I hope you like that site. An example of some the development goodies one can find, is this picture of the projects in Seattle with all approved and in-construction building projects taking place over the next five years. The vast majority of those are 450 and 550+ foot towers going up with a few 650 footers sprinkled in along with a 879-foot boot downtown and the crown jewel 1111 foot mega-tall next to the stadium and iconic 974' Columbia Center.

I don't think any of the buildings in Seattle are as good looking as the Key Tower.



The growth is crazy (conservatively 25 new skyscrapers (400'+) over ten years) and I would love to see Cleveland look this someday, skyscrapers springing up like mushrooms after the rain, if they can lure more tech firms there.
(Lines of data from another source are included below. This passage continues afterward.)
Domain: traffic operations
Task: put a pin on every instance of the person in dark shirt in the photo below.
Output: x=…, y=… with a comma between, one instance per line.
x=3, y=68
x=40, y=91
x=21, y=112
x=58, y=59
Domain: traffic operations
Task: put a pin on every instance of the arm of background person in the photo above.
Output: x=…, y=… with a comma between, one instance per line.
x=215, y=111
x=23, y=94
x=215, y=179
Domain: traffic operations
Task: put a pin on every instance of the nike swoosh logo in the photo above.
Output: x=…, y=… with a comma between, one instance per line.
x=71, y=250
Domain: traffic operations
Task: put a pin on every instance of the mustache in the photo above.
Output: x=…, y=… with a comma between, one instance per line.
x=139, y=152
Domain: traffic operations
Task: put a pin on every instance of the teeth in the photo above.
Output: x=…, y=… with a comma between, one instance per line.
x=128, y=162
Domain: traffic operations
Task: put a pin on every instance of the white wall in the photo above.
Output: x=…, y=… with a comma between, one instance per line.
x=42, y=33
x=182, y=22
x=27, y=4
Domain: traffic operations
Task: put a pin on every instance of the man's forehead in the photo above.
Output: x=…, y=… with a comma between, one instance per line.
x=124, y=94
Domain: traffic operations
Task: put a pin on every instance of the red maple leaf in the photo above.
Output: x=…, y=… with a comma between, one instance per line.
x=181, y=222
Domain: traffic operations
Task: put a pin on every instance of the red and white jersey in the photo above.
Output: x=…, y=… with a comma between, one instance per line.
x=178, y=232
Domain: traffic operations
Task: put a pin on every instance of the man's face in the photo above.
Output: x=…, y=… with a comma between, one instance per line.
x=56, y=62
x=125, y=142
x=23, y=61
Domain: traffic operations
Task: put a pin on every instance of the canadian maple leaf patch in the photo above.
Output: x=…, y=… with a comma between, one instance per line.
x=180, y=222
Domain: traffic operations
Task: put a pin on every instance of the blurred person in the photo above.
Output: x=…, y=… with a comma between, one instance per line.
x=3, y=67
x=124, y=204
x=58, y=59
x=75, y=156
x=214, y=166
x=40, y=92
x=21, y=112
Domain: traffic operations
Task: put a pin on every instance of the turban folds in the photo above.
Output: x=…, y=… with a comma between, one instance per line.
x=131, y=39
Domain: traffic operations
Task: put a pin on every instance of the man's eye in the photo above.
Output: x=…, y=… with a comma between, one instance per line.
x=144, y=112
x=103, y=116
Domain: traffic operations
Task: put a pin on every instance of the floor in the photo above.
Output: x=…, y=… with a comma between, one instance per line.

Cleveland seems eminently well located, has a low cost of living and lower operating expenses, has multiple universities and a large world-class health care firm there.

How successful has Cleveland been in attracting tech firms? Why wasn’t it a top contender for Amazon HQ2?

Cleveland seems an ideal location for a whole host of biotech companies.
I haven’t been able to really explore it yet. But that looks awesome. Really hoping Cleveland can start building up.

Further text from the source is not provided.